Ever since we moved to our current address, 28 years ago, we’ve had our milk delivered, but now it’s turning sour.
While millions turned to buying cheaper milk from supermarkets, we were happy to pay more, and help perpetuate a great British tradition.
During all those years, through fair weather and foul, our milkman (who is currently a milklady) has never let us down.
But now we find the milklady is being undermined by the national outfit that runs the franchise, called Milk & More.
It all started to go sour when we were going on holiday and wanted to cancel the milk for a fortnight.
Instead of writing a note to the milklady, we made the mistake of logging on to Milk & More’s website, and cancelling it online.
What we hadn’t realised is their website is notoriously unreliable, so milk was still delivered while we were away, throwing our account into confusion, and charging us for milk we didn’t want.

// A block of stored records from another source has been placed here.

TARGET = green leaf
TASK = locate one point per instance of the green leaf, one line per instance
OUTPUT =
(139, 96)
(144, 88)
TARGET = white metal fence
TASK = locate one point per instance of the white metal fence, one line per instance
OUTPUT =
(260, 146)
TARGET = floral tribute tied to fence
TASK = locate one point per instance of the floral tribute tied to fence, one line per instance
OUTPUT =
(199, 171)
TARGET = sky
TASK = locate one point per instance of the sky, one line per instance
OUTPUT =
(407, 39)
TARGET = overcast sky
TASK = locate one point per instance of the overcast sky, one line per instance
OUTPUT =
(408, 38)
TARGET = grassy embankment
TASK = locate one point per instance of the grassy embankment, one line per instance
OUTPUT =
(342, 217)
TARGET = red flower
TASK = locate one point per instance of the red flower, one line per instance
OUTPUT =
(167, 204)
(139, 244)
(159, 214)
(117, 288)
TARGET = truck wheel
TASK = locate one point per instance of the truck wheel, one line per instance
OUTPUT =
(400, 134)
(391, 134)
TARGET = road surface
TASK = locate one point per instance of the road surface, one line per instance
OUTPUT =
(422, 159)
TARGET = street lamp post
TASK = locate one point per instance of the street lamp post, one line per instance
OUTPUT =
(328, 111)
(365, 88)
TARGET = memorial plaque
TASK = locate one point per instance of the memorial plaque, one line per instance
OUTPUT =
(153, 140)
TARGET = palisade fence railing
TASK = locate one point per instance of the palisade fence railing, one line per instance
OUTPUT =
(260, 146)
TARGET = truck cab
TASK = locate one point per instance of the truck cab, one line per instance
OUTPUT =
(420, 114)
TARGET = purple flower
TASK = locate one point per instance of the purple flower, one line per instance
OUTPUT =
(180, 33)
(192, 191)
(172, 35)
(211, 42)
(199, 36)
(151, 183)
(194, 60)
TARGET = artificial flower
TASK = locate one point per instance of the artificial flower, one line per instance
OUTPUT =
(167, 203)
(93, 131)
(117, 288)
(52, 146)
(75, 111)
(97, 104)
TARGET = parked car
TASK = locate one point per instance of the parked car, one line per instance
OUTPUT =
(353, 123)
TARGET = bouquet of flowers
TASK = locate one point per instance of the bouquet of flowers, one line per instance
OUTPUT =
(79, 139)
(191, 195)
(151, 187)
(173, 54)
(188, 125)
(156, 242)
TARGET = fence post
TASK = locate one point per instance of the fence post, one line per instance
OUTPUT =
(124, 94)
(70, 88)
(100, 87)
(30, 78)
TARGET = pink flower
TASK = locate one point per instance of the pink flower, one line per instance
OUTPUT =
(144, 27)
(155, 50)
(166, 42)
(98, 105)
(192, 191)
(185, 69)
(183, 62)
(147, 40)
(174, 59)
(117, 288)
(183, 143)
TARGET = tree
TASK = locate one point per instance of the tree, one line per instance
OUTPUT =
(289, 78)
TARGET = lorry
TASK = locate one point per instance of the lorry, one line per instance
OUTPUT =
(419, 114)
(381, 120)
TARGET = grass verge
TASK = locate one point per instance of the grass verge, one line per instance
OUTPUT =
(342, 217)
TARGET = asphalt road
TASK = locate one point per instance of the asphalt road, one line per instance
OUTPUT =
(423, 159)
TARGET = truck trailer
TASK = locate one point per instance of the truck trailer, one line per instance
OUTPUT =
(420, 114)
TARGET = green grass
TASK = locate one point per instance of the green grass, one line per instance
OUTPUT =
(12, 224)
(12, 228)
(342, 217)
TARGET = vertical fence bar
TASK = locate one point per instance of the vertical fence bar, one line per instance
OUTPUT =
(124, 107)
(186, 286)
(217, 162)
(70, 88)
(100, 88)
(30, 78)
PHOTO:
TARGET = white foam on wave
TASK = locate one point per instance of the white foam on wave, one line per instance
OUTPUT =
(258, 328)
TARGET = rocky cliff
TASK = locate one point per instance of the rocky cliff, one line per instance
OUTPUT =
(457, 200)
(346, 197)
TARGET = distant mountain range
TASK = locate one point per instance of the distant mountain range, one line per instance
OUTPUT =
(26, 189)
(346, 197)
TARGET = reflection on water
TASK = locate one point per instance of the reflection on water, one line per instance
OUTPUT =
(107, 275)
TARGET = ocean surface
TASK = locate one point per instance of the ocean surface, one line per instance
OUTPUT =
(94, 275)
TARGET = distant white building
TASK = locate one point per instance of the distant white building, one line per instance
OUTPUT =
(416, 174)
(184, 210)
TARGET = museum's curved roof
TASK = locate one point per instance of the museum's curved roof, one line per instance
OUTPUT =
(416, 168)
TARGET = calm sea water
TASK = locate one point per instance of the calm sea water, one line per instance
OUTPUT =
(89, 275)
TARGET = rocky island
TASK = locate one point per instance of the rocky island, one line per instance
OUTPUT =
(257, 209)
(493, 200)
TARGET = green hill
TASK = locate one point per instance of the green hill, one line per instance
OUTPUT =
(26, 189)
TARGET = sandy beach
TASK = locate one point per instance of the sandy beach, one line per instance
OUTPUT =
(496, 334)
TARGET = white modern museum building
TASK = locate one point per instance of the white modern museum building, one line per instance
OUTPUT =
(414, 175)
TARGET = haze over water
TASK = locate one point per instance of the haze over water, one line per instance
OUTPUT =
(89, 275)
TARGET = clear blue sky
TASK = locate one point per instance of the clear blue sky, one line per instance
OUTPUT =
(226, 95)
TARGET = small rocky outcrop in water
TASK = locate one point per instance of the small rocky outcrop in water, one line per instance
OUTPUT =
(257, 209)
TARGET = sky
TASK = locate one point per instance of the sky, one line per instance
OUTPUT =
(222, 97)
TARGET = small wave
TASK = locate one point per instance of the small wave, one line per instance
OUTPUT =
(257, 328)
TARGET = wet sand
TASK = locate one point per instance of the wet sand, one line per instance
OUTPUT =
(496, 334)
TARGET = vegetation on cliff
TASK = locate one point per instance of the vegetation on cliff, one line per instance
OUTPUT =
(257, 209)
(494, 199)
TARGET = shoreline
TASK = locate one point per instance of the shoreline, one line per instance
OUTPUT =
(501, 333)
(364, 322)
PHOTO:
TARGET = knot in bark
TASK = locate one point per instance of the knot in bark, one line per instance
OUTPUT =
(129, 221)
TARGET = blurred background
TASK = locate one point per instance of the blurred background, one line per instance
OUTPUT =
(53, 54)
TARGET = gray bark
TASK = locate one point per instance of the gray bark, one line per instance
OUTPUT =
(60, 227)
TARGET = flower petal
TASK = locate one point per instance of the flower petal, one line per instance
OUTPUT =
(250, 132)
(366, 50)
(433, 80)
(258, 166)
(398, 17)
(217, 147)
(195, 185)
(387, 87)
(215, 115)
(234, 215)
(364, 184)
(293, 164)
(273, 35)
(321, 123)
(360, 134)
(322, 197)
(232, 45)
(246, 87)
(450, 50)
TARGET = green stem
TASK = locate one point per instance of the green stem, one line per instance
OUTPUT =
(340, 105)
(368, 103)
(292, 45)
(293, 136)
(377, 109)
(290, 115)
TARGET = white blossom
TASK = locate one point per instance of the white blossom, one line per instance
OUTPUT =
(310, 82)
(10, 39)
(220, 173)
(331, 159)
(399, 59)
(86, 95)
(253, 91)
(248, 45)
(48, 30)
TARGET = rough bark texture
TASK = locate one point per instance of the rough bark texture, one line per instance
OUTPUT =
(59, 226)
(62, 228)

Neither had we realised that the firm have a novel way of dealing with customers’ accounts, which is to make it nearly impossible to contact them, even when they admit their failed systems are causing severe problems.
For some reason known only to them, you cannot email Milk & More, and every time I tried to phone them, estimated waiting times were going up instead of down, once starting at ten minutes.

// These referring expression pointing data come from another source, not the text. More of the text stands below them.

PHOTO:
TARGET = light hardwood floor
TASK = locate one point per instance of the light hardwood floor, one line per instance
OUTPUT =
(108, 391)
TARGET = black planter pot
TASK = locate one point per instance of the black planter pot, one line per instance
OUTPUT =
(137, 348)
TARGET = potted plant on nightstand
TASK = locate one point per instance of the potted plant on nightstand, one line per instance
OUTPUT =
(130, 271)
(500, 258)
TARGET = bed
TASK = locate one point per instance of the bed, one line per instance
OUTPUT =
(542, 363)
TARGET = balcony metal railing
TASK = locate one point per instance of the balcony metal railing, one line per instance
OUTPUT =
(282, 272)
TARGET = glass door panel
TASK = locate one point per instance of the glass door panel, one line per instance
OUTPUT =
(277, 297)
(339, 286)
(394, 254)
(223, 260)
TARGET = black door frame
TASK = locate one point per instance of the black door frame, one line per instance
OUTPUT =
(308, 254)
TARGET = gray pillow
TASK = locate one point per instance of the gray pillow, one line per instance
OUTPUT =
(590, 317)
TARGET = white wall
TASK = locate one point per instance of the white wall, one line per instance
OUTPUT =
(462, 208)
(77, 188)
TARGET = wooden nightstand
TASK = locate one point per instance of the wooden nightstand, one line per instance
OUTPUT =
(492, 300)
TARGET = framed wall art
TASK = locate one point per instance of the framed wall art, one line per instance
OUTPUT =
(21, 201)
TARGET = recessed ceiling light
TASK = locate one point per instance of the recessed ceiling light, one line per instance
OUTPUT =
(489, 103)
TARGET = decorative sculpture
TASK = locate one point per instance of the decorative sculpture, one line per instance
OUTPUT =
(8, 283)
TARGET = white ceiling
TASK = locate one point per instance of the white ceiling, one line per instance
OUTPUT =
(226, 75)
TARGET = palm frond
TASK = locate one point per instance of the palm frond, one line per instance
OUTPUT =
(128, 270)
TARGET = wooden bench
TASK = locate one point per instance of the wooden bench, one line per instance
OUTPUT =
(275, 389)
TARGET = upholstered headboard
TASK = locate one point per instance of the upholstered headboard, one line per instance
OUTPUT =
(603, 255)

Then I realised that because it was an 0345 number, I was paying for the privilege of trying to sort out problems that weren’t my fault.
So I hung up.
If you have a good memory, you may be able to recall a time when the only way of doing business with some companies was to write them a letter. Well, that is effectively the only way to contact Milk & More in the digital age.
Google says countless other people have come up against similar problems and the same brick walls, while several friends told me they have lost patience with Milk & More too.

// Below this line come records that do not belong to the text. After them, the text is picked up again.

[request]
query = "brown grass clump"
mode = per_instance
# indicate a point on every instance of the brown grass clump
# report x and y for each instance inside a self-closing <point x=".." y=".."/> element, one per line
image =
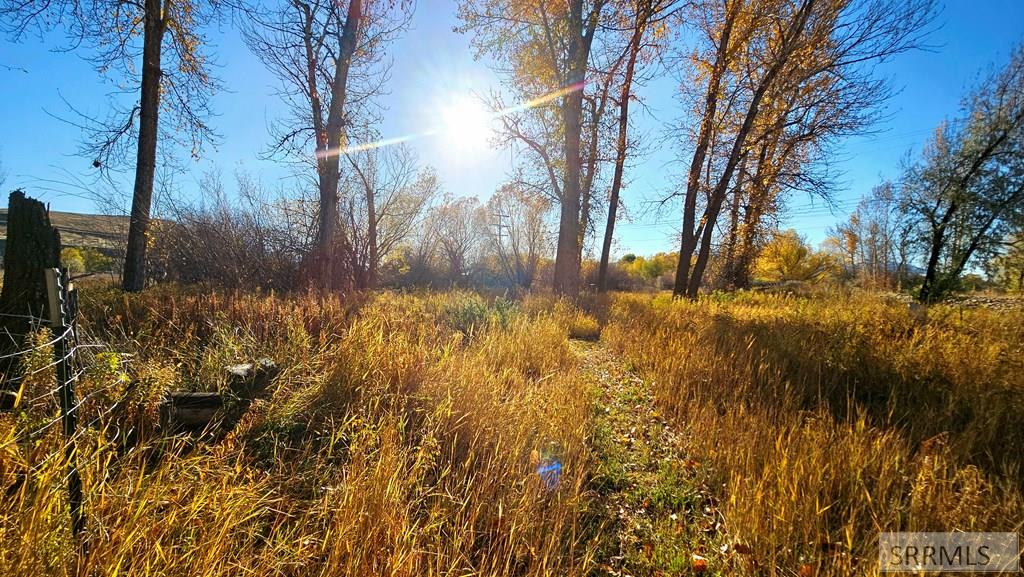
<point x="829" y="420"/>
<point x="402" y="438"/>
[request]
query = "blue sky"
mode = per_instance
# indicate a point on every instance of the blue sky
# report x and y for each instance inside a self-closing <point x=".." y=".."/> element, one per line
<point x="433" y="68"/>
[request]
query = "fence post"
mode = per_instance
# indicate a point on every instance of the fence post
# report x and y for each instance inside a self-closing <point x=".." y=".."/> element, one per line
<point x="61" y="324"/>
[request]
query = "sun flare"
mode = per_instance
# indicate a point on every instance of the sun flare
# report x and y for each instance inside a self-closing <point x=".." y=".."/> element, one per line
<point x="466" y="124"/>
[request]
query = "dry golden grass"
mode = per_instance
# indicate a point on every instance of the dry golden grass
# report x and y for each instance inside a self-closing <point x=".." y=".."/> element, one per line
<point x="401" y="438"/>
<point x="403" y="433"/>
<point x="828" y="420"/>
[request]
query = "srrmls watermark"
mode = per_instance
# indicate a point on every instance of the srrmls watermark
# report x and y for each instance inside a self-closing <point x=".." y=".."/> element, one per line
<point x="961" y="552"/>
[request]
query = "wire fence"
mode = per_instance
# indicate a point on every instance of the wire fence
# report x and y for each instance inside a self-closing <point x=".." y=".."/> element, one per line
<point x="69" y="361"/>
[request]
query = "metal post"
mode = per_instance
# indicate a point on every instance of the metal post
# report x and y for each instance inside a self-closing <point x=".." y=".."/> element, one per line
<point x="61" y="324"/>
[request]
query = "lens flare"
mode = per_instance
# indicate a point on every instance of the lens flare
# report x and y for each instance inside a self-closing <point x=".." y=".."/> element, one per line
<point x="464" y="120"/>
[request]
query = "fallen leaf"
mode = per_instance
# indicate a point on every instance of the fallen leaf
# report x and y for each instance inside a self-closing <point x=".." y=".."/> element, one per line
<point x="698" y="564"/>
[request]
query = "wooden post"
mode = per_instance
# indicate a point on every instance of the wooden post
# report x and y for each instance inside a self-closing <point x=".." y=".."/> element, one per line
<point x="61" y="324"/>
<point x="32" y="246"/>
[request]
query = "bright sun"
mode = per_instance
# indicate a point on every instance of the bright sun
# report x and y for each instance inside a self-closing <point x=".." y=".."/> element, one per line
<point x="466" y="124"/>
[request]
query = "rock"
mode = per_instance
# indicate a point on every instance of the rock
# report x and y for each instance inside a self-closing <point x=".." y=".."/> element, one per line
<point x="249" y="380"/>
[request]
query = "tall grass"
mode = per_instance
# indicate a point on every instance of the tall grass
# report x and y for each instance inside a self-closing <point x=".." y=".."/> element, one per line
<point x="826" y="421"/>
<point x="400" y="438"/>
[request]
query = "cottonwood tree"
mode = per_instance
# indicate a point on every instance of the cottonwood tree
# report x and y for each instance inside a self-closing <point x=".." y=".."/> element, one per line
<point x="968" y="189"/>
<point x="330" y="57"/>
<point x="155" y="48"/>
<point x="644" y="23"/>
<point x="385" y="197"/>
<point x="546" y="50"/>
<point x="772" y="72"/>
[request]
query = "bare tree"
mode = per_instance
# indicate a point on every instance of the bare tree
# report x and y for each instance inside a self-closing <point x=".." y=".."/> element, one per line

They all said what a shame this is, because they really want to have a milkman (or milklady), and demand is also growing because more of us want to buy milk in reusable glass bottles.
But because Milk & More seem to have a monopoly of doorstep deliveries in many areas, the only alternative is to get your milk from the supermarket, in plastic bottles.
Contacting Milk & More’s press office is almost as difficult as reaching their customer service department, but thanks to the intervention of Dairy UK, the ‘voice of the UK dairy industry’, I did eventually get to talk to two apologetic ladies.
One assured me, in a statement, that Milk & More are “100 per cent focused on our customers and we will continue to work on a one-to-one basis to resolve any problems.”
Unfortunately, it didn’t reveal any plans for the firm to accept email queries from customers, nor stop charging us to make phone calls.
Our biggest motive for sticking with doorstep deliveries all those years was knowing we were supporting a small local business (the milkman/lady), rather than lining the pockets of supermarket shareholders. But now it seems that a condition of supporting the little guy is trusting your bank details to a big guy who would rather not talk to you.
Dare I suggest the milk industry could do with shake-up?